Various applications other than the display-related application are possible. For example, application to an optical memory is also possible. Regarding materials that generate light by light stimulation,
Solid State Technology, August 1986, pp. 135-138. Using the light-emitting device of this example, first, light having a shorter wavelength (blue) than the second light-emitting element is irradiated to this material to trap carriers for writing, and when reading, read from the first light-emitting element. It is possible to emit light by irradiating long-wavelength (red) light to excite trapped carriers. As a result, signal writing and reading can be performed only by adjusting the voltage applied to one light emitting device.

[0033]

According to the present invention, the ON / OFF operation of the light emitting element can be easily controlled by the value of the applied voltage or the pulse voltage. Further, in the case of having a plurality of light emitting elements, it can be specified by the value of the voltage applied to the light emitting element to emit light. When applied to lamps and displays,
The emission wavelength can be controlled with a simpler control circuit than the conventional one. Moreover, since a plurality of light emitting elements can be formed by stacking them, higher integration can be achieved.

[Brief description of drawings]

FIG. 1 is a block diagram of a light emitting device of the present invention.

FIG. 2 is an explanatory diagram of an operation principle of the light emitting device of the present invention.

FIG. 3 is an explanatory diagram of an operation principle of the light emitting device of the present invention.

FIG. 4 is a block diagram of a light emitting device of the present invention.

FIG. 5 is a cross-sectional view of a light emitting device that is a first embodiment of the present invention.

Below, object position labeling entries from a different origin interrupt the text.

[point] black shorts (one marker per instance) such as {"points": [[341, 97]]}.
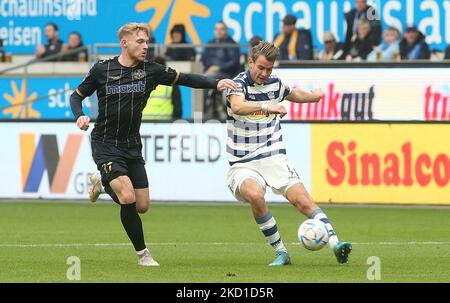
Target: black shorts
{"points": [[113, 162]]}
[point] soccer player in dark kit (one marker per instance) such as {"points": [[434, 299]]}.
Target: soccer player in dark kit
{"points": [[123, 85]]}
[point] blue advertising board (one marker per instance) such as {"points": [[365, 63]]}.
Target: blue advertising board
{"points": [[22, 21], [49, 98]]}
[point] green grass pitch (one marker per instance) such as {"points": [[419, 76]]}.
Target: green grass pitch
{"points": [[217, 243]]}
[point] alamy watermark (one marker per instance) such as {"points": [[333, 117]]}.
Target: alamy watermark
{"points": [[73, 273], [374, 270]]}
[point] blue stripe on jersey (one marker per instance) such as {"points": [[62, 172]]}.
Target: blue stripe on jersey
{"points": [[261, 156], [242, 153], [252, 126], [253, 139], [262, 96]]}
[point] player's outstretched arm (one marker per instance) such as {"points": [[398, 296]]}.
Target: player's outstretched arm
{"points": [[200, 81], [76, 101], [242, 108], [300, 96]]}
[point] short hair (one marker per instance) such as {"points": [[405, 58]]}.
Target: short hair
{"points": [[133, 27], [222, 22], [160, 60], [55, 27], [393, 30], [266, 49]]}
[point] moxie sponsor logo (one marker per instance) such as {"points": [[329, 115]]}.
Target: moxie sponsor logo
{"points": [[335, 105], [397, 168], [437, 104]]}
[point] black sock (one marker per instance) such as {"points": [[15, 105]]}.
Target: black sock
{"points": [[133, 225], [112, 194]]}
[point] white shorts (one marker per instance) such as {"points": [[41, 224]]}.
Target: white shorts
{"points": [[275, 172]]}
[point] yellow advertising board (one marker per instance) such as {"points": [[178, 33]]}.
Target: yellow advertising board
{"points": [[381, 163]]}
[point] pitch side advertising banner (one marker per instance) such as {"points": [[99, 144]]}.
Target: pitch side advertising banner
{"points": [[22, 21], [338, 163], [184, 161], [401, 94], [40, 98], [49, 98], [381, 163]]}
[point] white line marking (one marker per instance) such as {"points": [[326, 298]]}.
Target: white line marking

FIG. 6 is a cross-sectional view of a light emitting device that is a second embodiment of the present invention.

[Explanation of symbols]

100 ... Light emitting element, 101 ... Electronic element, 102, 103
... terminal, 104 ... current, 105 ... light.

 ─────────────────────────────────────────────────── ─── Continuation of the front page (72) Inventor Masatoshi Shiiki 1-280, Higashi Koikekubo, Kokubunji, Tokyo Inside the Central Research Laboratory, Hitachi, Ltd.

Claims (6)

[Claims] 1. A light emitting device comprising a light emitting element which emits light when energized and an electronic element having a negative resistance, which are connected in series. 2. A plurality of light emitting elements are connected in parallel,
A light emitting device, wherein at least one of the light emitting elements is connected in series with an electronic element having a negative resistance. 3. A light emitting device, wherein a light emitting region made of a semiconductor layer and a conductive region having a negative resistance are formed on the same substrate, and the semiconductor layer and the conductive layer are connected in series. 4. A light emitting device comprising: a plurality of light emitting regions made of a semiconductor layer; and a conductive region serially connected to at least one of the light emitting regions on the same substrate. 5. The light emitting device according to claim 3, wherein the semiconductor layer is composed of either a III-V group semiconductor or a II-VI group semiconductor or both. 6. The light emitting device according to claim 3, wherein the semiconductor layer and the conductive layer are made of either or both of a III-V group semiconductor and a II-VI group semiconductor.